Perhaps most relevantly, however, the framework is not presented as a system that requires retraining the source models from scratch. The official repository describes RecursiveMAS as an architecture that connects heterogeneous agents through lightweight modules, allowing the exchange, refinement, and evolution of latent states through recursive rounds. This makes the concept much more interesting for those building real pipelines: not a new abstract theory, but a possible, more efficient orchestration layer for multi-agent systems in production.
Ultimately, that is the whole point. For months, the agent market has thought almost exclusively in terms of prompts, tool use, orchestration, and communication protocols; this paper suggests instead that a huge part of the gain could come simply by changing the medium through which agents pass information. If text is the bottleneck, then the next evolution will not just be creating better agents, but allowing agents to collaborate in a way that is closer to how models actually process thought internally.

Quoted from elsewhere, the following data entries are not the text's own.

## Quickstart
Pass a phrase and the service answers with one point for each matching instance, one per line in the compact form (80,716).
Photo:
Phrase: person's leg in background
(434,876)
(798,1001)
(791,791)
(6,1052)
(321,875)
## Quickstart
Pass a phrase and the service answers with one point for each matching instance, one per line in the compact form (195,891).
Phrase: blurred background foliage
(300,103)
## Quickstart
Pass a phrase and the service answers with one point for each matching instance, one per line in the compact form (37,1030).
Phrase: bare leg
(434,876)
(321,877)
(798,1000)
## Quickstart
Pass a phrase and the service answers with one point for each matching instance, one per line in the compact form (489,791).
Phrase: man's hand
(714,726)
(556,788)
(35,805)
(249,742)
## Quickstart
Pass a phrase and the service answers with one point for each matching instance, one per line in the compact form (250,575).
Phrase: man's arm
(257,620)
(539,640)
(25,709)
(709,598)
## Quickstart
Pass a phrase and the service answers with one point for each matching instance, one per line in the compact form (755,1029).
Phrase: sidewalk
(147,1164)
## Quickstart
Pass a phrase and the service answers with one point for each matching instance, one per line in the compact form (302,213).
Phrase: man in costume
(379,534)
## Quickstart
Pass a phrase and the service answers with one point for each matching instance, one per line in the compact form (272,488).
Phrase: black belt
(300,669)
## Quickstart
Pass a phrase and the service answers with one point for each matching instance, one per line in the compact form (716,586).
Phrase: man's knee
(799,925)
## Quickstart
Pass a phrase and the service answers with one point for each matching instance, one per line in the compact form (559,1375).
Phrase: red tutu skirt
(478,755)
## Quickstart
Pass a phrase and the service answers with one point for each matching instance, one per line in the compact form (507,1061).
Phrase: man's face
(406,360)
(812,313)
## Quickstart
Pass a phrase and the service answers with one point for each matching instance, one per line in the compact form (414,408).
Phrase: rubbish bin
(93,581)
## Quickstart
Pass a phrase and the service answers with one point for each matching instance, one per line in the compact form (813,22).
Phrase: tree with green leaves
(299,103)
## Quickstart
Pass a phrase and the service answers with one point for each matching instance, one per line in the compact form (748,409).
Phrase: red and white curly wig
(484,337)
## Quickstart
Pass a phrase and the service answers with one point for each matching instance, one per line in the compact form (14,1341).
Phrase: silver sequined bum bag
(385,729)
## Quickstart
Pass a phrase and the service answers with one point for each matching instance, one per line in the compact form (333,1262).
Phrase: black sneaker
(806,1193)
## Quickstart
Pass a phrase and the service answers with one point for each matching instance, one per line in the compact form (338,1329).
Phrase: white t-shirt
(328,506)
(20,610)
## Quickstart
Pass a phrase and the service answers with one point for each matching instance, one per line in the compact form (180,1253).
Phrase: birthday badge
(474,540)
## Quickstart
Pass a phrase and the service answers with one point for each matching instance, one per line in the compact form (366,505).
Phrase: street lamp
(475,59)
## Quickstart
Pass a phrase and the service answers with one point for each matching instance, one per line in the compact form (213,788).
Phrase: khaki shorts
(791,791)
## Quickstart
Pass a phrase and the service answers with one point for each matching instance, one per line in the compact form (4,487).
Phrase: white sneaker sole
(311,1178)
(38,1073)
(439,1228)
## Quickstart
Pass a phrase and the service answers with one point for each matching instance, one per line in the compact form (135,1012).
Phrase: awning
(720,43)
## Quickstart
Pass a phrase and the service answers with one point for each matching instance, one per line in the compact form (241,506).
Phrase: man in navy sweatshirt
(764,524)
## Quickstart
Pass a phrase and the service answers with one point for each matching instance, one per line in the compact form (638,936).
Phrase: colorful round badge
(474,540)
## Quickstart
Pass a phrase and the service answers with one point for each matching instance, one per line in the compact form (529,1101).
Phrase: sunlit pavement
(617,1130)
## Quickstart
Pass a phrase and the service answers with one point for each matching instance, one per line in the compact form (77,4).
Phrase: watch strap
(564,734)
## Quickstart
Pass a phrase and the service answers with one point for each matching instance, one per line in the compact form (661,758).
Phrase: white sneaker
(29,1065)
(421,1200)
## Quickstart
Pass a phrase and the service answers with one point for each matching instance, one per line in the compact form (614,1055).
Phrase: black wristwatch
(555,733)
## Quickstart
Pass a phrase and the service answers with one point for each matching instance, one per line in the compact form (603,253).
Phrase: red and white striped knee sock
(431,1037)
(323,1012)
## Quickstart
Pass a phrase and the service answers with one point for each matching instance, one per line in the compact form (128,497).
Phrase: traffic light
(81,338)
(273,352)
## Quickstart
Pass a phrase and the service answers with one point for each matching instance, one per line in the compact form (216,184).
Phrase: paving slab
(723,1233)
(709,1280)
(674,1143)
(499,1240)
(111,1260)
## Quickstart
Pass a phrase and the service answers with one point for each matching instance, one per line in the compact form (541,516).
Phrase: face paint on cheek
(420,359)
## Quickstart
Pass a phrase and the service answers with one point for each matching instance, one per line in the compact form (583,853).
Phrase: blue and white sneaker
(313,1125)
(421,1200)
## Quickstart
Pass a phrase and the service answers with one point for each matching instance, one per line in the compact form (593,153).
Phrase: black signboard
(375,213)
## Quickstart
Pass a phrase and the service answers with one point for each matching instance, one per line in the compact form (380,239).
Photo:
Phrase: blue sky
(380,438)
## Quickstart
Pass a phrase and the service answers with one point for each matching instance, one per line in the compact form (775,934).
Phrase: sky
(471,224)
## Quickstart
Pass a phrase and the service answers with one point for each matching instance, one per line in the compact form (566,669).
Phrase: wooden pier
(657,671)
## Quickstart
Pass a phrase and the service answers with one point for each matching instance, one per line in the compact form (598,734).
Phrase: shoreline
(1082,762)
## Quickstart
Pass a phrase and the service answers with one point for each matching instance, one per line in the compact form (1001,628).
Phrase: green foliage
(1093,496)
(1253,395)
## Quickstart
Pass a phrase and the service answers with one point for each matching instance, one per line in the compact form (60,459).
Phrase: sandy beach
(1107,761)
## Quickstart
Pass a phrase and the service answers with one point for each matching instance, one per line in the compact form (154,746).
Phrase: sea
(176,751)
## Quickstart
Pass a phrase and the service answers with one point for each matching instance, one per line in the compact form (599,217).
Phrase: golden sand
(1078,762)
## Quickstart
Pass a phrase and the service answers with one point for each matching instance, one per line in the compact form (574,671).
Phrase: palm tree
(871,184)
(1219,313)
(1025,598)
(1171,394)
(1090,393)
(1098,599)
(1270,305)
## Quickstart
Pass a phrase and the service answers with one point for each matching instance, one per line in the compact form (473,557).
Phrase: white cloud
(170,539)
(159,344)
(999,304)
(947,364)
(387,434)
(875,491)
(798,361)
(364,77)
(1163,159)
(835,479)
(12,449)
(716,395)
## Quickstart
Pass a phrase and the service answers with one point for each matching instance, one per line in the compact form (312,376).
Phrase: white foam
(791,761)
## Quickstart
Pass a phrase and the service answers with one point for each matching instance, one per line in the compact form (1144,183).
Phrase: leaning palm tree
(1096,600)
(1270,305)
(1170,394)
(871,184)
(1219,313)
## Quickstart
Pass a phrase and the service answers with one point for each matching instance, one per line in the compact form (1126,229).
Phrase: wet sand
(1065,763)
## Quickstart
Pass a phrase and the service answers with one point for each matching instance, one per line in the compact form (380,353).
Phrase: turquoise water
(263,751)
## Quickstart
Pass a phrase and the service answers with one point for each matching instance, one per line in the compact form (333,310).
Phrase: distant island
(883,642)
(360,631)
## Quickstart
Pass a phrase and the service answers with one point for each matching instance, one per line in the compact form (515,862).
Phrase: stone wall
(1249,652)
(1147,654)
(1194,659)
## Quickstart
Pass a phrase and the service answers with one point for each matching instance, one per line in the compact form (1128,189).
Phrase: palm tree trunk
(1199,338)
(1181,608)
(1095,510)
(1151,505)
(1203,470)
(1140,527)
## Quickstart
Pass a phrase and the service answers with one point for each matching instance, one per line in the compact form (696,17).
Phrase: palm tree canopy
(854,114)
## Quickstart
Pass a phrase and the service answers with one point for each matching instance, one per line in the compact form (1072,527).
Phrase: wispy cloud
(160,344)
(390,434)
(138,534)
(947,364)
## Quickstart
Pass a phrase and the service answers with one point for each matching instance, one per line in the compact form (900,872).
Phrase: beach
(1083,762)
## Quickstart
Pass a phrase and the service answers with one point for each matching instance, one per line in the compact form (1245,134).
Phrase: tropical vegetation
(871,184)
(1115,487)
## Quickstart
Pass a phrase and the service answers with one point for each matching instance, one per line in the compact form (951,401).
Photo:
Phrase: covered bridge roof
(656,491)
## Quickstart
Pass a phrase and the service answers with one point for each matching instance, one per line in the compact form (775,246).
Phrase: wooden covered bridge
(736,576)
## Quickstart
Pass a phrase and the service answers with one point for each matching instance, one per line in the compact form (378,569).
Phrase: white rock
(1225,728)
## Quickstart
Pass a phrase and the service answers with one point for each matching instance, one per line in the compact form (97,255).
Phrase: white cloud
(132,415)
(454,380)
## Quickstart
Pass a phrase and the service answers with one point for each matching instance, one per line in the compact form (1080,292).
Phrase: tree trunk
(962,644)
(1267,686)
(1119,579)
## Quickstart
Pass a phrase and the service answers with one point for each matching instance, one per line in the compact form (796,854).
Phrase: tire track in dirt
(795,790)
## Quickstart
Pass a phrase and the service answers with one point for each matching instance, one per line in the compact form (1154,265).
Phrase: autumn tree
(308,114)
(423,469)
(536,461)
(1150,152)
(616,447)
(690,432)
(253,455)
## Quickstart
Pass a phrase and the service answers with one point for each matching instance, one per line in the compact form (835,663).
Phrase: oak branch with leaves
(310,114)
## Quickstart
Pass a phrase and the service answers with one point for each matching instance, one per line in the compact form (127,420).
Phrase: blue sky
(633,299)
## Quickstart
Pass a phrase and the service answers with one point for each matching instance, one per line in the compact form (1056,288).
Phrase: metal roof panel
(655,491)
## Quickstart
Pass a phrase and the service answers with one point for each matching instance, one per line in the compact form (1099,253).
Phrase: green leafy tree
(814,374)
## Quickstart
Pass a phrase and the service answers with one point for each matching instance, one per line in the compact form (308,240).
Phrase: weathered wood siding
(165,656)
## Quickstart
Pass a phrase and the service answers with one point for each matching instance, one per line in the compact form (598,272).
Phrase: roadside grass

For those working on AI products, the message is very practical. In complex multi-agent systems, the cost arises not only from the inference of the single model, but from the amount of tokens spent to make agents talk to each other when they actually already have enough internal structure to collaborate without verbalizing every step. If this approach holds up outside of benchmarks, it could change how agentic pipelines for reasoning, coding, technical research, and advanced automation are designed.
Naturally, it is too early to treat RecursiveMAS as the new industry standard. The work is still in the paper-plus-code phase, and as always, between research results and industrial robustness lies the most important test: the real world. However, the signal is strong: the frontier of agents does not only pass through larger models or more numerous tools, but through a much deeper—and much more powerful—question: how to make models collaborate without forcing them to translate everything into words every time.